FIG. 4 is a topographical view of a sintered all-ceramic dispersion fuel element in accordance with the present invention; wherein, 1-TRISO particles; 2-SiC matrix.
Fig. 5 is a macroscopic view of a sintered all-ceramic dispersion fuel element according to the present invention.
Detailed Description
In order to make the objects, technical solutions and advantages of the present invention more apparent, the present invention is further described in detail below with reference to examples and the accompanying drawings, and the exemplary embodiments and descriptions thereof are only used for explaining the present invention and are not used as limiting the present invention.
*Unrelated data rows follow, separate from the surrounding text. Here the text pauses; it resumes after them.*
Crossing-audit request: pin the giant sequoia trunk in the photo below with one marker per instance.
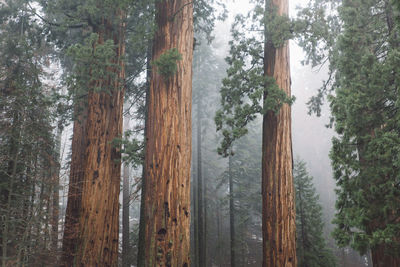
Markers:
(279, 229)
(166, 209)
(91, 231)
(125, 208)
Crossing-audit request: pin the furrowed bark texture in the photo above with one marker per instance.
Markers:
(125, 209)
(99, 218)
(168, 143)
(279, 229)
(70, 238)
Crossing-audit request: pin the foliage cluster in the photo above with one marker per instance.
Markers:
(166, 63)
(360, 41)
(247, 91)
(311, 246)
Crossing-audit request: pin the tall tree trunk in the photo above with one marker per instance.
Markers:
(99, 218)
(125, 209)
(74, 201)
(279, 229)
(200, 193)
(231, 213)
(166, 240)
(55, 185)
(142, 230)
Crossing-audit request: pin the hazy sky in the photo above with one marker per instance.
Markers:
(311, 139)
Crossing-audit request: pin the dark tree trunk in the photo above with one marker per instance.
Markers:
(200, 193)
(166, 218)
(381, 259)
(279, 229)
(74, 202)
(125, 209)
(231, 214)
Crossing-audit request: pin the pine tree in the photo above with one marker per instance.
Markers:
(252, 77)
(28, 157)
(362, 47)
(311, 246)
(168, 139)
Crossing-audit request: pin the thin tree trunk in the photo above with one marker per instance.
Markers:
(141, 249)
(125, 209)
(200, 192)
(279, 229)
(303, 233)
(231, 213)
(168, 143)
(99, 218)
(56, 197)
(74, 201)
(381, 259)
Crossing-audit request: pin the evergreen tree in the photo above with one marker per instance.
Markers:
(311, 246)
(258, 82)
(363, 94)
(166, 235)
(28, 158)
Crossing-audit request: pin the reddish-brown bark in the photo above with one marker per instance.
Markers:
(99, 218)
(279, 229)
(70, 238)
(166, 219)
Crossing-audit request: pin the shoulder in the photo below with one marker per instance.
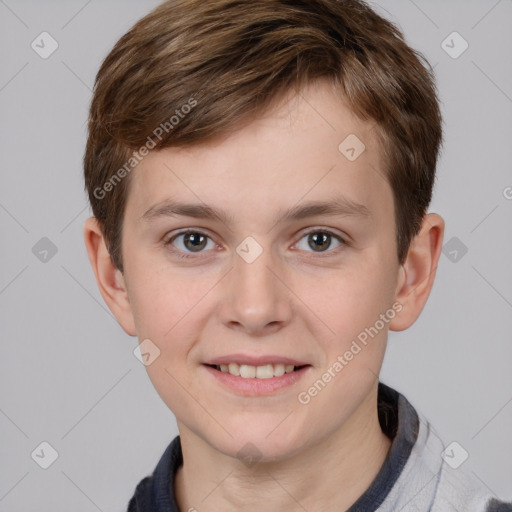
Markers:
(433, 476)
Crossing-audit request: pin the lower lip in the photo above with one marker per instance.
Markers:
(257, 387)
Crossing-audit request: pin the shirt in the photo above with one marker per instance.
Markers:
(419, 473)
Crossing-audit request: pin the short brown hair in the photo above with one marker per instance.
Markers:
(227, 60)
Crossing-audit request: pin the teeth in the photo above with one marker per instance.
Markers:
(247, 371)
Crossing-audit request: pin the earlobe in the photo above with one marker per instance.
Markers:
(110, 280)
(418, 272)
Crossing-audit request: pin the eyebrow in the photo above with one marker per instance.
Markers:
(340, 206)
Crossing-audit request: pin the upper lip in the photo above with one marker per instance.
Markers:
(255, 361)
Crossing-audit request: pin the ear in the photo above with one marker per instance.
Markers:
(110, 280)
(417, 274)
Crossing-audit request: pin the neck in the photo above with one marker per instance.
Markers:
(330, 475)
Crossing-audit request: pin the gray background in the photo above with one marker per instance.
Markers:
(68, 373)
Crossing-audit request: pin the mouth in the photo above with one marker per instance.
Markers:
(266, 371)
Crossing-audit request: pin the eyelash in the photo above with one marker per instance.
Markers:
(181, 255)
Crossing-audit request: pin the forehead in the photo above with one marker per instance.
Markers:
(307, 147)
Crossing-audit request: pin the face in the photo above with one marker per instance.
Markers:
(272, 246)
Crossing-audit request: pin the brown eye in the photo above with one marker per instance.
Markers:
(188, 242)
(194, 241)
(320, 241)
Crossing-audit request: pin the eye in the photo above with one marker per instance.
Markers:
(320, 240)
(189, 242)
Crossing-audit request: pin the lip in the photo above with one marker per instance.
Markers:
(255, 361)
(257, 387)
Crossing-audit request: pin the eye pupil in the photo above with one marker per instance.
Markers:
(197, 240)
(320, 241)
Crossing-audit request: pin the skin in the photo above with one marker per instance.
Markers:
(292, 300)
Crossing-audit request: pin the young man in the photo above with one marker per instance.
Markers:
(259, 174)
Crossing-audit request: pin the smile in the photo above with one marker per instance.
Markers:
(247, 371)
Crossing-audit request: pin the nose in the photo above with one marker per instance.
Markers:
(256, 299)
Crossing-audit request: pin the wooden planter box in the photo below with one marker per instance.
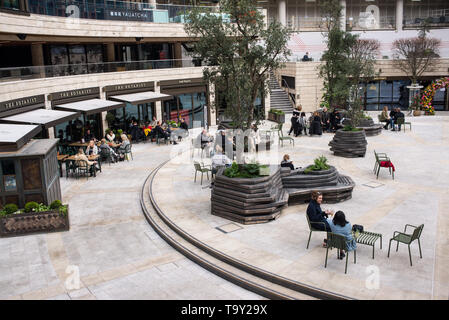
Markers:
(33, 222)
(349, 144)
(276, 117)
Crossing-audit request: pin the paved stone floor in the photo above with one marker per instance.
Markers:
(110, 245)
(119, 256)
(419, 194)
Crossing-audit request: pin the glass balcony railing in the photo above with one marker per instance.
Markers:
(434, 18)
(35, 72)
(369, 22)
(113, 10)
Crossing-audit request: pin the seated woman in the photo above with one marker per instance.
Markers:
(315, 126)
(112, 153)
(287, 163)
(316, 215)
(110, 136)
(82, 161)
(91, 148)
(123, 146)
(339, 225)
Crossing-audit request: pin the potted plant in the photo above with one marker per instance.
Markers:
(416, 105)
(33, 218)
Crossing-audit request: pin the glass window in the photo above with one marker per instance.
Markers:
(386, 91)
(199, 101)
(171, 109)
(77, 56)
(10, 4)
(9, 175)
(185, 108)
(372, 92)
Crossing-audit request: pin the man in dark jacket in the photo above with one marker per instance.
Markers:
(392, 118)
(398, 115)
(317, 216)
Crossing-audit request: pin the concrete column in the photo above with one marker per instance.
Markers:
(51, 131)
(399, 14)
(178, 54)
(211, 107)
(37, 56)
(282, 10)
(103, 114)
(343, 15)
(110, 52)
(158, 104)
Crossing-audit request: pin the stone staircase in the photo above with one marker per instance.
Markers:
(279, 99)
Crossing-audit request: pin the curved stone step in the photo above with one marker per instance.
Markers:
(236, 271)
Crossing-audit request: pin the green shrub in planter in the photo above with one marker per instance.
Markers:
(10, 208)
(31, 206)
(320, 163)
(55, 204)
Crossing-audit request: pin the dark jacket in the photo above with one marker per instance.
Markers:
(315, 126)
(287, 164)
(315, 214)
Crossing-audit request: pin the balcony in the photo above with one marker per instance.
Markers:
(36, 72)
(113, 10)
(437, 18)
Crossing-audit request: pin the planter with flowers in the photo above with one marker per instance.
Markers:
(34, 218)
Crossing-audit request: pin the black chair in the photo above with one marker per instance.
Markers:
(128, 151)
(105, 155)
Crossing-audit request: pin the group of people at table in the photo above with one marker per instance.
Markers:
(316, 123)
(157, 129)
(391, 119)
(320, 219)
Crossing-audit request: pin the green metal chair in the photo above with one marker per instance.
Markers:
(381, 157)
(203, 169)
(403, 123)
(282, 138)
(312, 229)
(407, 239)
(339, 242)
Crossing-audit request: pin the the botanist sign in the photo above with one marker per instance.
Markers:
(75, 95)
(23, 103)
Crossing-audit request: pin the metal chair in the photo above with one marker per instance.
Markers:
(407, 239)
(128, 152)
(338, 241)
(203, 169)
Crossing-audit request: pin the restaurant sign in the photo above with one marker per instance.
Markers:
(130, 87)
(129, 14)
(22, 102)
(74, 93)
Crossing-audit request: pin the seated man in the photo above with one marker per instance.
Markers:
(112, 153)
(88, 136)
(306, 57)
(398, 115)
(219, 160)
(287, 163)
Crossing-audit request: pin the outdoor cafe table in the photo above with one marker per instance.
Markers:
(61, 158)
(93, 157)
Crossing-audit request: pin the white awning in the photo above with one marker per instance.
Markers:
(90, 106)
(142, 97)
(14, 136)
(48, 118)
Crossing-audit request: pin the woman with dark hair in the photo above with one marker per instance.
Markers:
(316, 215)
(286, 162)
(339, 225)
(315, 125)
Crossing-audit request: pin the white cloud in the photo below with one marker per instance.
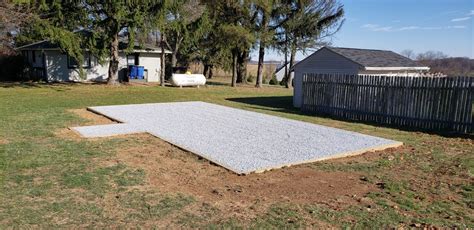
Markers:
(460, 19)
(409, 28)
(378, 28)
(375, 27)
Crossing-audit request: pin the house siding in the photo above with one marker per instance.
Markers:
(324, 62)
(57, 68)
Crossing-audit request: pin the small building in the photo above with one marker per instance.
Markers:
(331, 60)
(48, 62)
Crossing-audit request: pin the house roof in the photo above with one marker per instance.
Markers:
(371, 59)
(47, 45)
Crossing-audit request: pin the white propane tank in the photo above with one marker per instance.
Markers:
(188, 79)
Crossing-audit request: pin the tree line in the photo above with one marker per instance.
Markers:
(440, 62)
(217, 33)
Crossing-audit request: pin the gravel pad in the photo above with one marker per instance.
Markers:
(239, 140)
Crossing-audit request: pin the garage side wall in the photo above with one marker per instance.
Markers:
(323, 61)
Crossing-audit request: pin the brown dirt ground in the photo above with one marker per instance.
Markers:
(170, 169)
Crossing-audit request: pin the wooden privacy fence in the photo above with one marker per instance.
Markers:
(433, 103)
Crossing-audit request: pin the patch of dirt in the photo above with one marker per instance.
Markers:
(93, 118)
(170, 169)
(3, 141)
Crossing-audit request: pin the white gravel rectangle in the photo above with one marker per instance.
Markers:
(239, 140)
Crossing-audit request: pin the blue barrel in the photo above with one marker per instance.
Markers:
(140, 72)
(133, 71)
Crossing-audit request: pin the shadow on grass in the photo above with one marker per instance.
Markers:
(278, 103)
(217, 83)
(59, 86)
(285, 104)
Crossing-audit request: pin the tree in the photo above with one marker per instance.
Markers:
(182, 26)
(102, 21)
(12, 17)
(266, 10)
(233, 22)
(306, 24)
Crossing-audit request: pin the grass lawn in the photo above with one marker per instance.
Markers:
(50, 177)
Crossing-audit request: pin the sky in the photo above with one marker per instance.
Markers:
(418, 25)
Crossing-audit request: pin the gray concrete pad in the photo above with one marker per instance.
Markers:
(239, 140)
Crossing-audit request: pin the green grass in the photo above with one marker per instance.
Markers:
(51, 181)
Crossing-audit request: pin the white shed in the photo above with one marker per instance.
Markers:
(51, 64)
(328, 60)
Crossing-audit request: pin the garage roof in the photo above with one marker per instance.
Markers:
(375, 58)
(371, 59)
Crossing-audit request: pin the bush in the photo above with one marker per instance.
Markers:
(273, 81)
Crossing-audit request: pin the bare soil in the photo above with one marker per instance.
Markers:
(170, 169)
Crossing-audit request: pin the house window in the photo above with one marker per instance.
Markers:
(133, 59)
(72, 62)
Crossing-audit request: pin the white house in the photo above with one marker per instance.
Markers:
(51, 64)
(328, 60)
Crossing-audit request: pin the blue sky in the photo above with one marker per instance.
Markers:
(419, 25)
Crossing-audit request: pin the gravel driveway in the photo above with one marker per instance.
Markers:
(239, 140)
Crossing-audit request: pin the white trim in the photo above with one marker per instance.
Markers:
(396, 68)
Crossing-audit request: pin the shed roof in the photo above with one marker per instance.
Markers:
(375, 58)
(371, 59)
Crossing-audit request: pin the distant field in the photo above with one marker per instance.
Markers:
(268, 70)
(52, 178)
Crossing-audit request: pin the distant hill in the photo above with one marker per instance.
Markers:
(454, 66)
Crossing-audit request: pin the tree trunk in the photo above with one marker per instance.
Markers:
(162, 61)
(210, 71)
(234, 69)
(206, 70)
(242, 67)
(285, 77)
(261, 54)
(174, 59)
(289, 83)
(113, 63)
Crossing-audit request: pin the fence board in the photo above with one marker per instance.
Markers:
(441, 103)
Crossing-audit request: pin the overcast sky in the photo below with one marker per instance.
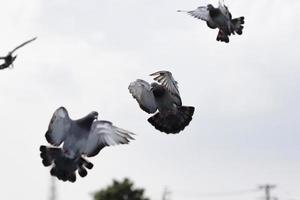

In the following description, numerous specific details are set forth in order to provide a thorough understanding of the present invention. However, it will be apparent to one of ordinary skill in the art that: it is not necessary to employ these specific details to practice the present invention. In other instances, well-known structures, circuits, materials, or methods have not been described in detail so as not to obscure the present invention.
Throughout the specification, reference to "one embodiment," "an embodiment," "one example," or "an example" means: the particular features, structures, or characteristics described in connection with the embodiment or example are included in at least one embodiment of the invention. Thus, the appearances of the phrases "one embodiment," "an embodiment," "one example" or "an example" in various places throughout this specification are not necessarily all referring to the same embodiment or example. Furthermore, the particular features, structures, or characteristics may be combined in any suitable combination and/or sub-combination in one or more embodiments or examples. Further, those of ordinary skill in the art will appreciate that the illustrations provided herein are for illustrative purposes and are not necessarily drawn to scale. As used herein, the term "and/or" includes any and all combinations of one or more of the associated listed items.
Example 1
The embodiment provides a ceramic slurry, which comprises the following specific steps:
step 1: preparation of the Mixed powder
And (3) ball-milling and mixing SiC particles (about 100nm), a sintering aid and TRISO particles.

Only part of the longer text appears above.